Does metaflow run on an on-prem Kubernetes cluster?
I do see issues and pull requests like this:
- https://github.com/Netflix/metaflow/issues/50
- https://github.com/Netflix/metaflow/pull/644
- https://github.com/Netflix/metaflow/pull/488
Does this mean metaflow will run fully on our on-prem Kubernetes cluster or is there still a requirement for Amazon services?
@Spenhouet Yes, you can execute Metaflow workflows on any Kubernetes cluster. We currently have a dependency on Amazon S3 for datastore but it is straightforward to swap that out with GCS/Azure Blob Store/MinIO etc. (particularly after #580 has been merged in). What does your setup look like? If you are using MinIO (or any other S3 compatible blob storage) as your on-prem blob store, we should be able to enable you to start experimenting with k8s on-prem right away. Ping us at http://slack.outerbounds.co and one of us will get you installation details.

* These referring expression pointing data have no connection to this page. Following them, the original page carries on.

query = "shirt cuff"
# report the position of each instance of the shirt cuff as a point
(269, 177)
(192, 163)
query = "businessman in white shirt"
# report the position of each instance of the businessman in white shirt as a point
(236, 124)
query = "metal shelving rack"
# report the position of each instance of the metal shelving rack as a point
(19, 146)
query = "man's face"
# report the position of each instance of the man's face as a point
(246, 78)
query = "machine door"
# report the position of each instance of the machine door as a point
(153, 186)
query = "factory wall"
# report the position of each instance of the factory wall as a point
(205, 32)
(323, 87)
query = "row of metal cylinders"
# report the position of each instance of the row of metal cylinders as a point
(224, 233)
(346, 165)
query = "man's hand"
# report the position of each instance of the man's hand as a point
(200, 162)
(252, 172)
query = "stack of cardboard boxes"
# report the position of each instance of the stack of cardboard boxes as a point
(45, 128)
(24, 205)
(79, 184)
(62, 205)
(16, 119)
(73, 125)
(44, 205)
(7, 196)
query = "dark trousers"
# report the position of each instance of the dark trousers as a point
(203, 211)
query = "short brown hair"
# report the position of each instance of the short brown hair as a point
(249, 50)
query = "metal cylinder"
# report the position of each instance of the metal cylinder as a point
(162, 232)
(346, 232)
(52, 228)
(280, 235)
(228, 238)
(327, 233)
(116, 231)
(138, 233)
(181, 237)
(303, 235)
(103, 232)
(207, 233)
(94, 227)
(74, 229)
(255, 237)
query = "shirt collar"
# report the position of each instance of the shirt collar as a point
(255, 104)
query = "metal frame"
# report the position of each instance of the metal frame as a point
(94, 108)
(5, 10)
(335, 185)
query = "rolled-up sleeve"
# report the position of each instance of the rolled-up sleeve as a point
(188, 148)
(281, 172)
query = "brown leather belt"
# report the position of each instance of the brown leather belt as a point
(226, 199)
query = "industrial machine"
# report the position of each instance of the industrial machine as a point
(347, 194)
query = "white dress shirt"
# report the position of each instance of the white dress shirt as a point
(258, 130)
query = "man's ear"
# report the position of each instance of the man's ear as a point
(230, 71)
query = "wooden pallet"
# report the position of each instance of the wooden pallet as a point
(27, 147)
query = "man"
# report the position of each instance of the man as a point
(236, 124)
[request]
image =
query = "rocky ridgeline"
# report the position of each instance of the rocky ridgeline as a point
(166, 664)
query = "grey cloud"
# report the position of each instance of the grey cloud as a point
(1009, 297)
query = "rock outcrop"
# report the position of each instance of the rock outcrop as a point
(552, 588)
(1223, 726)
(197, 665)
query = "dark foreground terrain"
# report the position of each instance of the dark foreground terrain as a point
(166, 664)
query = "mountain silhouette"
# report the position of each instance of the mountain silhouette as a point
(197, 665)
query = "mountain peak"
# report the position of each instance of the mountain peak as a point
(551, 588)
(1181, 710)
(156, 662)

I have installed a metaflow + ui on premise kubernetes with a minio. Running the hello world tutorial with --with kubernetes it seems that with default container the command generated by the step here could be improved to be minio compatible
https://github.com/Netflix/metaflow/blob/62f5e52ebce755d9130287c1576011cb056e0e3d/metaflow/metaflow_environment.py#L92
python-m awscli s3 cp s3://someurlto.tar job.tar As far as i kno,w no env variable could override s3 endpoint
it could be parameterized to python-m awscli --url-endpoint "METAFLOW_S3_ENDPOINT_URL" s3 cp s3://someurlto.tar job.tar
@alexisdondon Passing in a custom endpoint url is now enabled for kubernetes.